The point of the fluff is that it does not make sense to calculate $\partial s^{kl}/\partial s^{ij}$ for $i>j$, so we define $$ \frac{\partial s^{kl}}{\partial s^{ij}}\equiv\frac{\partial s^{kl}\circ\sigma}{\partial x^{ij}}=\frac{1}{2}(\delta^k_i\delta^l_j+\delta^l_i\delta^k_j) $$ as a kind of abuse of notation. But this abuse is not dangerous, because as we have seen, for any array $v^{ij}_{i\le j}$ which we automatically symmetrically extend, we have $$\sum_{i\le j}v^{ij}\frac{\partial f}{\partial s^{ij}}\equiv\sum_{i,j}v^{ij}\frac{\partial (f\circ\sigma)}{\partial x^{ij}}, $$ therefore, if we use $\partial f/\partial s^{ij}$ with unrestricted indices as a shorthand for the symmetric $\partial (f\circ\sigma)/\partial x^{ij}$, and replace all restricted sums with unrestricted sums, we get the same results - but the price of this is that through this identification, we get the weird result $\partial s^{12}/\partial s^{12}=1/2$.

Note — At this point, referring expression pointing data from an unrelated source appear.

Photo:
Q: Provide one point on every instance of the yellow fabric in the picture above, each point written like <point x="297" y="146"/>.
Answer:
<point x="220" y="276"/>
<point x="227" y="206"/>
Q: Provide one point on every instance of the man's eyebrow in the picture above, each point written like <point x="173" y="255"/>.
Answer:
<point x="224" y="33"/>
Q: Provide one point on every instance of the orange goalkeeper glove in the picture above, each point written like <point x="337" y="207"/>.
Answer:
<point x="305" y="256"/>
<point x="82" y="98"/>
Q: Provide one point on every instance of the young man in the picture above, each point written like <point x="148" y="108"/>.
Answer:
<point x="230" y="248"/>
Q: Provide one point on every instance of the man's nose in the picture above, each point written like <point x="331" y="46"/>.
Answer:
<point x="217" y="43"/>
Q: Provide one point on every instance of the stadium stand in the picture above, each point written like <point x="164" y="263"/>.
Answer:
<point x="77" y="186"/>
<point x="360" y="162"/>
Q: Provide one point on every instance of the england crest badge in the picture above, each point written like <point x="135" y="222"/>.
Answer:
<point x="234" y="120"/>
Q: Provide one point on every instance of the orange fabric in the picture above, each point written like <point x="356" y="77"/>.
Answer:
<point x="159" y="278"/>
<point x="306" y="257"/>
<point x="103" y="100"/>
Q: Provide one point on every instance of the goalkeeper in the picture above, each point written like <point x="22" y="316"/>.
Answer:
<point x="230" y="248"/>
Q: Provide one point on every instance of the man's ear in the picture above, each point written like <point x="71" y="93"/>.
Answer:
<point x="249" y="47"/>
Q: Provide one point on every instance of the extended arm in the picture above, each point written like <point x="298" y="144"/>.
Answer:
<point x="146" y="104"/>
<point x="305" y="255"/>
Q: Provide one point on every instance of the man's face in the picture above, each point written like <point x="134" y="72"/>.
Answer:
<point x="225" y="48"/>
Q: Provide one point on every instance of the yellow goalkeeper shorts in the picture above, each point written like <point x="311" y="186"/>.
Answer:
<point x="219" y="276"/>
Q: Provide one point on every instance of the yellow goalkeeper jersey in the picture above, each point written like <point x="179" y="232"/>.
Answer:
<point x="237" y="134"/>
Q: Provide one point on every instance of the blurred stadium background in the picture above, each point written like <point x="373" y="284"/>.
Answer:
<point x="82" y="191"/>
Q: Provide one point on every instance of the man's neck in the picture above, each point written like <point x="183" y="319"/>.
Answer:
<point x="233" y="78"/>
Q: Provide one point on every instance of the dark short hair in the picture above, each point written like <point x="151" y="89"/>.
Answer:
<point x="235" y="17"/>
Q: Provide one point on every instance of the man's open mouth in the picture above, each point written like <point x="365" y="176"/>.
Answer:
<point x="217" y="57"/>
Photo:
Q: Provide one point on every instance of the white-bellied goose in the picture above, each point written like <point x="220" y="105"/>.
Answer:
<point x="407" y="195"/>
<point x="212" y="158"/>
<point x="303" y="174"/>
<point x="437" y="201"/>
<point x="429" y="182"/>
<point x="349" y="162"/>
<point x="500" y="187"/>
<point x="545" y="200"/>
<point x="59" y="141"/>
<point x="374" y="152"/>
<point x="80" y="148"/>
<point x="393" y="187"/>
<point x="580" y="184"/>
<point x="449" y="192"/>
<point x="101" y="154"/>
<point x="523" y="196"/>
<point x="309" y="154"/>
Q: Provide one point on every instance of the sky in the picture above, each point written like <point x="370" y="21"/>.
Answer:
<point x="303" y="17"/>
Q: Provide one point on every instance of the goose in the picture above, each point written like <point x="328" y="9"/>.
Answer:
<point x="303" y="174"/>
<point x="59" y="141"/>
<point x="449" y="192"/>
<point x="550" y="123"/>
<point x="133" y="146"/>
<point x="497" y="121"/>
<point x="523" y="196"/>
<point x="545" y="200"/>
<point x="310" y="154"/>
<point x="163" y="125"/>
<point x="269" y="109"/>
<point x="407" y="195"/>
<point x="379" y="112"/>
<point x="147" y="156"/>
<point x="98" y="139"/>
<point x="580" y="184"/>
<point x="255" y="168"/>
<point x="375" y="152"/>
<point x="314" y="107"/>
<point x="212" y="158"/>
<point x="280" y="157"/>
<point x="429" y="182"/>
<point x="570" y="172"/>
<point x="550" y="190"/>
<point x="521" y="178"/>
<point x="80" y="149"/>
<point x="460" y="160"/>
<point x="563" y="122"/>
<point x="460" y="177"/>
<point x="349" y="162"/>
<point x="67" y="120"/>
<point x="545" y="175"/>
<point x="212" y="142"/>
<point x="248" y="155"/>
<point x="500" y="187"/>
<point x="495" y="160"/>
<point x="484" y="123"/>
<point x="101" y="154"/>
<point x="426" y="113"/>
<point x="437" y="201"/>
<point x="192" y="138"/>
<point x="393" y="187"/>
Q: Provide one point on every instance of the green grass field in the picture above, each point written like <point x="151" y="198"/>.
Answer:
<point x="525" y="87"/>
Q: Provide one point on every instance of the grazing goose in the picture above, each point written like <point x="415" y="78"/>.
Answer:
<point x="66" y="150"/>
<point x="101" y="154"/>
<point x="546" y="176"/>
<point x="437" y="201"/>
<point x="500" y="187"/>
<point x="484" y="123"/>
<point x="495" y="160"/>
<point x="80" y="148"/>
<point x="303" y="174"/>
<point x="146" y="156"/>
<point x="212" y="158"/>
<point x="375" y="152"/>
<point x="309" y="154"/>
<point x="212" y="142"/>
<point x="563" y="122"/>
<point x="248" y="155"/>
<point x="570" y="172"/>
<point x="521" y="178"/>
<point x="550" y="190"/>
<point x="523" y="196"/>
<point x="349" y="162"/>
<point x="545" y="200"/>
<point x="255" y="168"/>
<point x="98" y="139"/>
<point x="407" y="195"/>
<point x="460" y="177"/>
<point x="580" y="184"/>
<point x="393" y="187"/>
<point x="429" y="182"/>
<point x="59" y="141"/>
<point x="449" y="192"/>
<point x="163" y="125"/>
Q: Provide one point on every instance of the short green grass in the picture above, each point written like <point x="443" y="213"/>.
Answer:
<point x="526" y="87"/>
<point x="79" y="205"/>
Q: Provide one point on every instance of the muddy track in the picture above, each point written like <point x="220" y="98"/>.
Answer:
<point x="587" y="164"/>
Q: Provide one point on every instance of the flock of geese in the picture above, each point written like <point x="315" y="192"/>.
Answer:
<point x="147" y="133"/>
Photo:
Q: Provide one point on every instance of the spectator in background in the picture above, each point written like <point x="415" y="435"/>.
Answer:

$\frac{\delta g^{12}}{\delta g^{12}} = \frac{1}{2}(\delta^1_1\delta^2_2 + \delta^1_2\delta^2_1) = \frac{1}{2}$
Would I not expect to get 1?
– Sam Nov 26 '14 at 23:57I still don't quite get the issue with the factors of $\frac{1}{2}$. Why did it eventually make sense to you that $\frac{\partial g^{12}}{\partial g^{12}} = \frac{1}{2}$? That just looks so wrong to me.
– Klein Four May 26 '17 at 20:34